1. Are cities liable for damages and injuries caused from the disrepair of their sidewalks?
The answer is yes.
2. Does the City own its sidewalks?
The answer is undoubtedly yes.
Analysis of Question 1
Under the Tennessee Tort Liability Act, the immunity of cities from suits in various areas has been removed, including the area of streets and sidewalks. That Act expressly provides that:
Immunity from suit of all governmental entities is removed for any injury caused by a defective, unsafe, or dangerous condition of any street, alley, sidewalk or highway, owned and controlled by such governmental entity. “Street” or “highway” includes traffic control devices thereon. [Tennessee Code Annotated, section 29-20-203.] [Emphasis is mine.]
Needless to say, more injuries arise from defective, unsafe, or dangerous conditions on streets and highways than from such sidewalks. However, under the Tennessee Tort Liability Act, cities are clearly liable for injuries arising on such sidewalks.
Analysis of Question 2
Generally cities do not “own” their streets or sidewalks in the sense of owning what is called the underlying “fee.” Usually abutting property owners own the underlying fee to the centerline of the street, and the city owns only a transportation easement or right-of-way across the property for the use of public travel. [See Hamilton County v. Rape, 47 S.W. 416 (Tenn. 1898; Patton v. Chattanooga, 65 S.W. 414 (Tenn. 1901).] But the city owns and controls the easement within the meaning of the Tennessee Tort Liability Act.

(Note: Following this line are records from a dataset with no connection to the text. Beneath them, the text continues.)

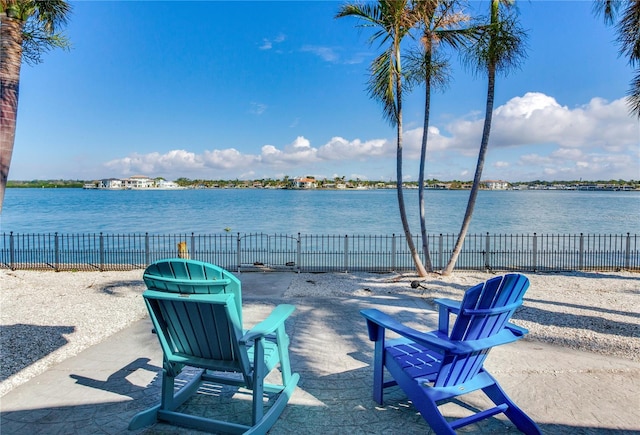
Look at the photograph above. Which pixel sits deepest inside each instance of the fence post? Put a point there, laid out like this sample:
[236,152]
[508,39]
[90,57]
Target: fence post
[147,250]
[393,252]
[534,260]
[346,253]
[101,251]
[627,253]
[299,253]
[581,253]
[441,252]
[239,256]
[11,252]
[56,253]
[487,247]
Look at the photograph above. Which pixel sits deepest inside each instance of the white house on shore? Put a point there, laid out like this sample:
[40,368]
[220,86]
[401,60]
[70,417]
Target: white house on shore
[132,183]
[496,184]
[303,183]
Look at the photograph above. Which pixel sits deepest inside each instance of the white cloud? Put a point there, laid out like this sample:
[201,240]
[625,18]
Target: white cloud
[533,137]
[327,54]
[267,44]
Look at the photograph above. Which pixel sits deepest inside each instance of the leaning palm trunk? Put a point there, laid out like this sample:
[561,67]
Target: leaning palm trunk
[423,159]
[10,61]
[401,205]
[473,195]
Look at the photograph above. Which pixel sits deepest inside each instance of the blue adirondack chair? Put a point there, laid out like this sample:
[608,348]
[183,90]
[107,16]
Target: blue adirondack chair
[435,367]
[181,275]
[204,331]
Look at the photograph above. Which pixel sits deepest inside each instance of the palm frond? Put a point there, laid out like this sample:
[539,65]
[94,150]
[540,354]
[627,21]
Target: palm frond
[629,32]
[381,85]
[501,44]
[607,8]
[633,95]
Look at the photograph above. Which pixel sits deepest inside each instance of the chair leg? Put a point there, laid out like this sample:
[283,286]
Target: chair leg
[517,416]
[378,370]
[169,401]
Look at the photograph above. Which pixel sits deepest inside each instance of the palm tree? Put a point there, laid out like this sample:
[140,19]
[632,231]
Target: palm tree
[439,23]
[628,30]
[27,30]
[499,48]
[392,19]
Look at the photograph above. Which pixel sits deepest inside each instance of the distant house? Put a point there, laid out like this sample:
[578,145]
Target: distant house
[111,183]
[164,184]
[304,183]
[138,182]
[495,184]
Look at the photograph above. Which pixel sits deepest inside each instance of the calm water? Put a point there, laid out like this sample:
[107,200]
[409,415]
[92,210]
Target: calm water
[314,212]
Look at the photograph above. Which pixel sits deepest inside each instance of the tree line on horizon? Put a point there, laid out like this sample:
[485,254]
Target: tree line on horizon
[415,36]
[272,182]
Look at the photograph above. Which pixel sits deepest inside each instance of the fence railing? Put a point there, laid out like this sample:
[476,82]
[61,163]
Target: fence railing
[321,253]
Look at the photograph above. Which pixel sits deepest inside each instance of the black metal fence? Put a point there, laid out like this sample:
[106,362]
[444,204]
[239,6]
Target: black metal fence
[321,253]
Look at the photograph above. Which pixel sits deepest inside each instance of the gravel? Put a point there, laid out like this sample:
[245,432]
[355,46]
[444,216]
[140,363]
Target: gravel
[47,317]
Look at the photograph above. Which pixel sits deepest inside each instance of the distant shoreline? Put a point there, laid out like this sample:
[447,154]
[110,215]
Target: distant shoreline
[408,186]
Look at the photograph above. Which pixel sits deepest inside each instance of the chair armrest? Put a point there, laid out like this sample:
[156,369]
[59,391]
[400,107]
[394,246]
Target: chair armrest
[449,304]
[446,306]
[270,324]
[507,335]
[194,282]
[376,319]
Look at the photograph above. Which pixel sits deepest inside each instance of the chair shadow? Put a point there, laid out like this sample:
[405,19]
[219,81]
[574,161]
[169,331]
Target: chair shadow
[118,381]
[34,342]
[334,394]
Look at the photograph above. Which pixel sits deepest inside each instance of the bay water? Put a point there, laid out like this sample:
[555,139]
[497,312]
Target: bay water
[211,211]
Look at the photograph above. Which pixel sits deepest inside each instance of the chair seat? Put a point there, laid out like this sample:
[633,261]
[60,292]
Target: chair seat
[202,328]
[435,367]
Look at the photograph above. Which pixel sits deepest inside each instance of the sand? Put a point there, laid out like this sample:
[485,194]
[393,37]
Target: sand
[46,317]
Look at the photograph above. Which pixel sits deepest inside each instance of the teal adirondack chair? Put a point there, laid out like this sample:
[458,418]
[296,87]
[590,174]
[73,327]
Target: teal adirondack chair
[180,275]
[204,331]
[435,367]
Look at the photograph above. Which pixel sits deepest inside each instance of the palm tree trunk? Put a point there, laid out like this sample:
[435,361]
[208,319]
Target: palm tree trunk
[423,159]
[488,116]
[403,213]
[10,61]
[473,195]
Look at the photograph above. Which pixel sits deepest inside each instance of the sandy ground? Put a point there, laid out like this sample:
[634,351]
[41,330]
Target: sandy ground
[46,317]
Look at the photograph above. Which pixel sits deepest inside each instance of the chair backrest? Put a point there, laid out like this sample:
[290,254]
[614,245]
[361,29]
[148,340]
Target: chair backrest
[484,312]
[179,275]
[198,330]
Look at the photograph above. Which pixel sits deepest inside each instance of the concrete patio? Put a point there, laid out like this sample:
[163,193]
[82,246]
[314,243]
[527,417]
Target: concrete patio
[98,391]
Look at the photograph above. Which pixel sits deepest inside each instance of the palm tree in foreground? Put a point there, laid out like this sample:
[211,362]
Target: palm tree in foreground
[439,24]
[628,30]
[27,30]
[500,47]
[392,19]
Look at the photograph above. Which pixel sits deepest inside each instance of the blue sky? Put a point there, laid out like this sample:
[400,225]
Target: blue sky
[248,90]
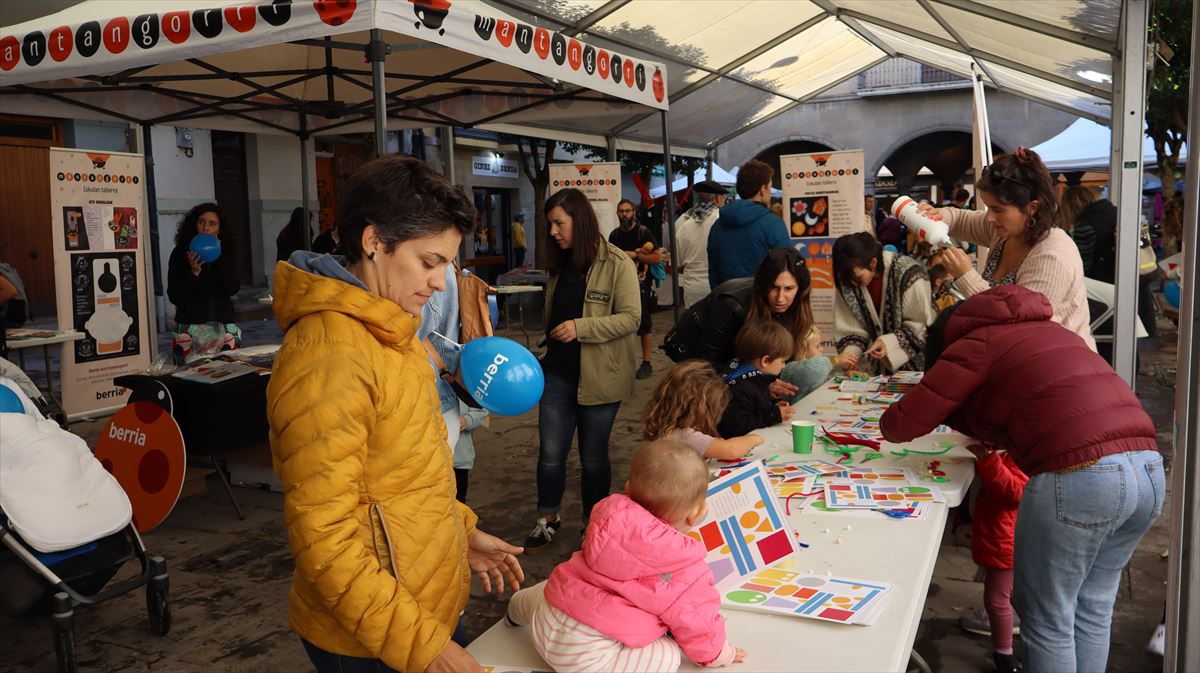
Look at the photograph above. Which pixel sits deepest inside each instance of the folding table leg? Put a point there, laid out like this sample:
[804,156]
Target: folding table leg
[225,482]
[917,662]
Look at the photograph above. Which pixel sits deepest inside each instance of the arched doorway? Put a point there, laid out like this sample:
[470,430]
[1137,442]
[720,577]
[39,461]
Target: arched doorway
[771,155]
[945,154]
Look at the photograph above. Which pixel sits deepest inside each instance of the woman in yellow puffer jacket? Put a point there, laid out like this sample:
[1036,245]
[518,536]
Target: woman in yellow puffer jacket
[383,551]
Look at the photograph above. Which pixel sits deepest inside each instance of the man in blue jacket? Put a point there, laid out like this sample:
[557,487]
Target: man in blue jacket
[747,228]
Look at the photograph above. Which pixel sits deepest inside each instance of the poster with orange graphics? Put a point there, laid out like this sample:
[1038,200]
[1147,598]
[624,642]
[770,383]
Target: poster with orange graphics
[822,200]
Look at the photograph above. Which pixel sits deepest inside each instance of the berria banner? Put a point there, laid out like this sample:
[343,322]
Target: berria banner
[88,38]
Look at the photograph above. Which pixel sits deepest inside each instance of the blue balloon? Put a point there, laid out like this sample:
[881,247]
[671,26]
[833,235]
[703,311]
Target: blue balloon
[502,376]
[10,403]
[207,246]
[1171,293]
[493,308]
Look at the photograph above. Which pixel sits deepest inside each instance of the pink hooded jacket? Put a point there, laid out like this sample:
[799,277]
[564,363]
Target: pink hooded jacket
[636,578]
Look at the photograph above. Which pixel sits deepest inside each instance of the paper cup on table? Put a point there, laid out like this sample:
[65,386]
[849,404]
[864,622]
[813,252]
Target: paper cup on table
[802,436]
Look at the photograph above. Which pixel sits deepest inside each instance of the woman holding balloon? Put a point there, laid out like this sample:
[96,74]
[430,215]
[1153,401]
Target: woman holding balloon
[593,308]
[201,281]
[384,554]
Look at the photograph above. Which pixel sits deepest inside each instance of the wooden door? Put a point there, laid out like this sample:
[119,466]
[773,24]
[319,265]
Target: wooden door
[25,239]
[229,185]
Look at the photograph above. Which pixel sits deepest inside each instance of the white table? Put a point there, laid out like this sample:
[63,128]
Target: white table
[507,292]
[22,338]
[898,551]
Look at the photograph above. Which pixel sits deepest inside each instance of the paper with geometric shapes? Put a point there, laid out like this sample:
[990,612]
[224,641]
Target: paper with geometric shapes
[845,493]
[744,529]
[816,504]
[870,475]
[786,590]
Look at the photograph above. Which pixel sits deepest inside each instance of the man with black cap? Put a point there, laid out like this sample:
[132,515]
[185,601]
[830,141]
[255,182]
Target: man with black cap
[519,240]
[691,240]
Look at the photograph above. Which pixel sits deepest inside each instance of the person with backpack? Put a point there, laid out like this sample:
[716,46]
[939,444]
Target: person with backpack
[642,247]
[779,290]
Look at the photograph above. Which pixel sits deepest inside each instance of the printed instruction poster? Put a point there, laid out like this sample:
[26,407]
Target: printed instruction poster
[822,200]
[599,181]
[96,210]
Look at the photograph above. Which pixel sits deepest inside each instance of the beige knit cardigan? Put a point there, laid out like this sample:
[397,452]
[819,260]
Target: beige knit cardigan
[1053,268]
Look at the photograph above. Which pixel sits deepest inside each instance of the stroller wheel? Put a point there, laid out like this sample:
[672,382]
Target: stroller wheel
[159,610]
[64,650]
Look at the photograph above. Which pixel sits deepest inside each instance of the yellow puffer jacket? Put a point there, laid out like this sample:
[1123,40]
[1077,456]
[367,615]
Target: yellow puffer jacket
[369,496]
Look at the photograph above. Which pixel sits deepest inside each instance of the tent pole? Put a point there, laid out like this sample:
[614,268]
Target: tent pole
[1125,179]
[669,210]
[377,52]
[160,316]
[1183,563]
[304,180]
[448,155]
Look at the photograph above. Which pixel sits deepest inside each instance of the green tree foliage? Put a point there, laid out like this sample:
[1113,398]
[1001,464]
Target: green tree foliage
[1167,110]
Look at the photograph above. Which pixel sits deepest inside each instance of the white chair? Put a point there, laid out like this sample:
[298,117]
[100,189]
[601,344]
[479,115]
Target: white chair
[1105,295]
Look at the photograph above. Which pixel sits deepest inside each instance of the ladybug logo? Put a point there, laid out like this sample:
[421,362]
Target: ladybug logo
[505,32]
[525,37]
[335,12]
[575,54]
[484,26]
[541,42]
[430,13]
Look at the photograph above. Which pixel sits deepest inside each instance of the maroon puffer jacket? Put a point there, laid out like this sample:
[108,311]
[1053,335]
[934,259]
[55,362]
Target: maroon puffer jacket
[1011,377]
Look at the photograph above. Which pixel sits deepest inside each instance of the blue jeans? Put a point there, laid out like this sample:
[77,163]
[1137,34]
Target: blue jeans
[558,414]
[1075,532]
[328,662]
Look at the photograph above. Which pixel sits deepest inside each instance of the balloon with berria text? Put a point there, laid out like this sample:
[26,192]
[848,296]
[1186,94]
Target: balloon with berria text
[502,376]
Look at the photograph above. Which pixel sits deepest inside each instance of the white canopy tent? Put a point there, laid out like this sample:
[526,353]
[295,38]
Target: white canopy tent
[1084,146]
[714,173]
[736,64]
[307,68]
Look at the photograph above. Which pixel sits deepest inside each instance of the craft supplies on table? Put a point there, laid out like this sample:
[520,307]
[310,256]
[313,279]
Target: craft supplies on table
[753,553]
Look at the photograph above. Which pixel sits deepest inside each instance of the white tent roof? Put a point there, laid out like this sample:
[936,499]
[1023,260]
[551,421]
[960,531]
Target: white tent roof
[701,174]
[1084,145]
[736,64]
[255,65]
[726,65]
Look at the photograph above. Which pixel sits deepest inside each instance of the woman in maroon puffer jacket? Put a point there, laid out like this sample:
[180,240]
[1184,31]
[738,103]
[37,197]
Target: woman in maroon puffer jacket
[1002,372]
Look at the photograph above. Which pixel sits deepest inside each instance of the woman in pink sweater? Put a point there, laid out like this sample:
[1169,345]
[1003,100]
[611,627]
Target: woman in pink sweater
[639,576]
[1027,246]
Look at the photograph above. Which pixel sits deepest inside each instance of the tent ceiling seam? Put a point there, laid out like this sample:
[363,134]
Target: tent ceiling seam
[1026,23]
[958,37]
[595,17]
[978,54]
[808,97]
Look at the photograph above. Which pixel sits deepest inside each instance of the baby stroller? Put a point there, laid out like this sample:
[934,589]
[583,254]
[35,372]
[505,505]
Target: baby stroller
[65,528]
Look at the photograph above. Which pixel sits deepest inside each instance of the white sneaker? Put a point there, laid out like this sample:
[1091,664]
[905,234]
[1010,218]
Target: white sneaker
[1157,643]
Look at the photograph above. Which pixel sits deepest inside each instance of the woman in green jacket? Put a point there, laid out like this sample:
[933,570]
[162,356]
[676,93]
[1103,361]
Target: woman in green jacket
[593,308]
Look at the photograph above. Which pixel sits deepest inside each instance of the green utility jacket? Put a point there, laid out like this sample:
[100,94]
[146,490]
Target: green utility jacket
[607,331]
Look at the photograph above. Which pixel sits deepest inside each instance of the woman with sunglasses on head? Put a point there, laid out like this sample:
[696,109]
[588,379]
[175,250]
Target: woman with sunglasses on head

The question of whether a city owns the sidewalks is determined the same way the question of whether the city owns the streets and other public ways is determined. Cities become owners of streets and other public ways in the following manner:
1. County streets and sidewalks automatically become city streets and sidewalks upon the incorporation of the city or by annexation of the territory into the city.
2. Formal dedication and acceptance of the right-of-way;
3. Implied dedication and acceptance of the right-of-way, which generally involves the public use of the property as a street or sidewalk, for no fixed period of time;
4. Prescription, which is the open an notorious use of the land for an uninterrupted period of 20 years;
5. Eminent domain.
If the sidewalks abut the streets, or are in near proximity to them (either one of which is likely), there is also a strong likelihood that they are simply a part of the street right-of-way. It was said in Blackburn v. Dillon, 225 S.W.2d 46 (Tenn. 19467), that, “The term street in ordinary legal signification includes all parts of the way, roadway, gutters and sidewalks.” [Emphasis is mine.] In that case the width of the street easement was clearly 40 feet, and the question was whether the city had the authority to build a sidewalk within that easement. The Court held that within a street easement a city had the authority to determine the form of public travel.
I do not know in what manner your sidewalks became public sidewalks, but they are undoubtedly open to, and used by, the public. Those facts alone would make them the city’s sidewalks by implied dedication and acceptance, and perhaps by prescription. I am also making an educated guess that if the records of the city were thoroughly researched some record of the formal dedication and acceptance of the streets could be found, and that the sidewalks are within that street right-of-way.
Mike Tallent raised an important point I did not think about in relation to the reconstruction of your sidewalks: They probably must be made handicapped accessible under the American’s With disabilities Act. Generally that involves the installation of curb ramps at street crossings, etc. For that reason, you will probably want to insure that the contractor who gets the construction contract is familiar with the ADA handicapped accessability rules and regulations. I have enclosed a copy of A Look at the MTAS/CTAS Americans With Disabilities Act, and refer you particularly to page 35, New construction and alterations.